Besides the athletic competition, the program also offers informal drug, education and employment counseling.
"Hopefully, the counselors and the coaches can be positive role models," said Marc Daul, the program's associate director.
After only 2 1/2 months, the Niagara Knights Program, patterned after a successful Chicago midnight basketball league for young men, has no precise way to measure its effectiveness.
But Arthur Eberhart Sr., the program's executive director and a retired Niagara Falls police lieutenant, makes this observation:
"The time these kids are here, they're not getting in trouble."
For Eberhart, that's good news.
"There are a number of kids here whose fathers I arrested, for drugs, robbery," he pointed out.

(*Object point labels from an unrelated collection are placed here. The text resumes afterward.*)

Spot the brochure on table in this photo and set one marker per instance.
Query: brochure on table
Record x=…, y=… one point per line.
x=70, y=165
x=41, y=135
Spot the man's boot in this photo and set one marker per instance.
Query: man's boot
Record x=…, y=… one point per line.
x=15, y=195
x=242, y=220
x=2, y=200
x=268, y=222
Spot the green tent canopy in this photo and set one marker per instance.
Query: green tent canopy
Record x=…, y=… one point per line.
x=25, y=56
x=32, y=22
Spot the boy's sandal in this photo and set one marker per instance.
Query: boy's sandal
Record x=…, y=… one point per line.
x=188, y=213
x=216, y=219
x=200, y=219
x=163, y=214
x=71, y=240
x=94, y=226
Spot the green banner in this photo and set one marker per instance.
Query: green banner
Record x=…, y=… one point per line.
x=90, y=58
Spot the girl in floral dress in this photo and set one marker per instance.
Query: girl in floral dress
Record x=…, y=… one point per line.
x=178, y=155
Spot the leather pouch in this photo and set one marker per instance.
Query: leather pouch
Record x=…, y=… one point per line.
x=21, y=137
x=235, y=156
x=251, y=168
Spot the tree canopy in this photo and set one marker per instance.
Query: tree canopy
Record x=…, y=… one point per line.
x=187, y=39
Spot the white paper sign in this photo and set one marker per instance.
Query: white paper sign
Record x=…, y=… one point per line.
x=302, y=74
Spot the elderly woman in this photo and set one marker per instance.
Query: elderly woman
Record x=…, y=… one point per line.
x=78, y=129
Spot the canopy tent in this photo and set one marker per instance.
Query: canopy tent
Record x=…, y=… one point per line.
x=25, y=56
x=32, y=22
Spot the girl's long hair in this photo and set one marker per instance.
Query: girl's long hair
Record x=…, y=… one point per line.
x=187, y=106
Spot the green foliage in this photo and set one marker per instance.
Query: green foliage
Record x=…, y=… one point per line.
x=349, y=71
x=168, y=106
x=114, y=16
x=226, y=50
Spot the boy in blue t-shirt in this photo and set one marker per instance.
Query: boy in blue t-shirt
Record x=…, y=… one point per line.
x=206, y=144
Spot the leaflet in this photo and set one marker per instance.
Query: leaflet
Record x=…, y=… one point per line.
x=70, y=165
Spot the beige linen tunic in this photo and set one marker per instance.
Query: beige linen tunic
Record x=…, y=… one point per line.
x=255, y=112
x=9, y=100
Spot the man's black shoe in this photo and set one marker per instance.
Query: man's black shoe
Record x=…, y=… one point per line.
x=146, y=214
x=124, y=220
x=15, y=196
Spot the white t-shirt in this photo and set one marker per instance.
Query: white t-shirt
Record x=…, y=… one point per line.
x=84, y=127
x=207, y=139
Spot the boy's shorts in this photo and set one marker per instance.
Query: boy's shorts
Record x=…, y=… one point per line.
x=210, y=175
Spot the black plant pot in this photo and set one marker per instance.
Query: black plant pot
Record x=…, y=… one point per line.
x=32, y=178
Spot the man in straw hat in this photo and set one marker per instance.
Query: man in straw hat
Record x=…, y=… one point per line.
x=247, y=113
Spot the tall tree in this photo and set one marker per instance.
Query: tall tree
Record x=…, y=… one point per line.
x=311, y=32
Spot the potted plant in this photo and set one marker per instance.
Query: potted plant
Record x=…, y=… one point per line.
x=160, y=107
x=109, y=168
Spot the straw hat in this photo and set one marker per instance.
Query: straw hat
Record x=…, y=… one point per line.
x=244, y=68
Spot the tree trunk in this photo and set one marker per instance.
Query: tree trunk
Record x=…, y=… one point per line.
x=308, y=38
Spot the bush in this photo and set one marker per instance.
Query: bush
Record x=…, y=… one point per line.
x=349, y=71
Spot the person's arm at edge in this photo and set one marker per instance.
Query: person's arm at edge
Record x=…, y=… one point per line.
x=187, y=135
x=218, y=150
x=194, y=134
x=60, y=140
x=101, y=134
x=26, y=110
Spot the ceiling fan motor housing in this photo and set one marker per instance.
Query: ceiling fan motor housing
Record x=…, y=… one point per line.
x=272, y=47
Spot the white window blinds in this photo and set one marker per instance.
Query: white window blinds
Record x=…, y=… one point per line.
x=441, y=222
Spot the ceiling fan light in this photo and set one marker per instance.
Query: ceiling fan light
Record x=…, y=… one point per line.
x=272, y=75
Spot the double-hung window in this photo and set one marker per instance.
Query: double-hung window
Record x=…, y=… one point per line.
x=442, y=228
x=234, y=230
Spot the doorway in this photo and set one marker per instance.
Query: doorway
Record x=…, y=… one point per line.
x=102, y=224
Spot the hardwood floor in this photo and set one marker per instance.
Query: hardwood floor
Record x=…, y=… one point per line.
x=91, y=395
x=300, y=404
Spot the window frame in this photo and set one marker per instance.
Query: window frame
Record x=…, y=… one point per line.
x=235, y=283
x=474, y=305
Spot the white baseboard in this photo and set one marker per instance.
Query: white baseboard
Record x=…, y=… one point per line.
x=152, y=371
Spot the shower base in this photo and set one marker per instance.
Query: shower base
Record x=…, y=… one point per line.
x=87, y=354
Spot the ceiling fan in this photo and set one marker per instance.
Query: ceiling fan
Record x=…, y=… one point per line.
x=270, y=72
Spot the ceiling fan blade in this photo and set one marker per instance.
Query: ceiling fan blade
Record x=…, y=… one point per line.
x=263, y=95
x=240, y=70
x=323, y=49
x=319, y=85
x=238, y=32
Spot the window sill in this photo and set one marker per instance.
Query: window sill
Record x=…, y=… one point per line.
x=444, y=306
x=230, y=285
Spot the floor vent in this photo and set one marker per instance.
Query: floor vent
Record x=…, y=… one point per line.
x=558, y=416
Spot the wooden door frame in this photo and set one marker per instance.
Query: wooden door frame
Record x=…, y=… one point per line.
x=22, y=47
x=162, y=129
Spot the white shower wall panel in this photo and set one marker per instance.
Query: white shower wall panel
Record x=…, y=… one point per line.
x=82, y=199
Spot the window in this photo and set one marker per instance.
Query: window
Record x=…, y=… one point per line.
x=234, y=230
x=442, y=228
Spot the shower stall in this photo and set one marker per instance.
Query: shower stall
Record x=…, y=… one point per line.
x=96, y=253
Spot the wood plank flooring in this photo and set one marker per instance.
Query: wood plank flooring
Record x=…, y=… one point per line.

Anecdotal evidence suggests that the program has had an effect.
Two weeks ago, according to Eberhart, a 20-year-old floor-hockey player walked off the gym floor.
"Man, two floor-hockey games in one night are tough," he said. "I know one thing, I'm not going drinking tonight."
No one associated with Niagara Knights sees it as a cure-all for the drug and gang problems that plague Niagara Falls.
"You can't stop drugs," said Alphonso Moody, 20, preparing for a pickup basketball game late Friday night. "But this can control some of the people who are thinking about drugs. And this can control silly crime, like vandalism and mischief."
"I know people here who sell drugs or who probably would be getting into it," added Joe Mallory III, 19. "This may slow them down. It may not. But it's not just drugs. This also can split up the gangs."
The program's effects, as well as the motives for attending Niagara Knights, vary.
"It gives kids a chance to meet other kids, to have something to do Friday and Saturday nights, to get a chance to play basketball and to stay out of trouble," said Dwayne Carter, 23, coach of one of the six in-house basketball teams, the Gambino Ford Griffins.
If nothing else, Niagara Knights offers an alternative to the boredom and idleness that have the potential of luring good kids into trouble.
Where would Mallory have been Friday night if there were no Niagara Knights Program?
"Probably driving around, sitting at home or hanging out, doing nothing," he replied, echoing others' answers to the same question.
Pushed hard by Lee Simonson, Niagara County Legislature chairman, the program got started only when youth agencies, government and the private sector agreed to work together for it, Eberhart said.
Niagara Knights receives $100,000 from the county, $50,000 from the state and $11,000 from businesses, including Tops Markets, Carborundum Co. and Occidental Chemical Corp. Ten to 20 adult staff members work each night.
Designed originally for 15-to-20-year-olds, the program has found a great demand from persons younger and older, leading Eberhart to believe the program has a great potential for growth at both age extremes. The heavy demand also has forced the program to add Wednesday evening basketball games.
"Programs of this type are the wave of the future across the country," Eberhart said. "It's a pro-active, positive environment for these kids. We're not waiting for them to get in trouble. And it's not just rolling out a basketball for them.
"We're making friends first," he added. "Then we'll get into their heads."
Added Moody, dressed colorfully in red Nike basketball shoes and a green New York Jets cap turned backward: "I wish this had happened when I was younger."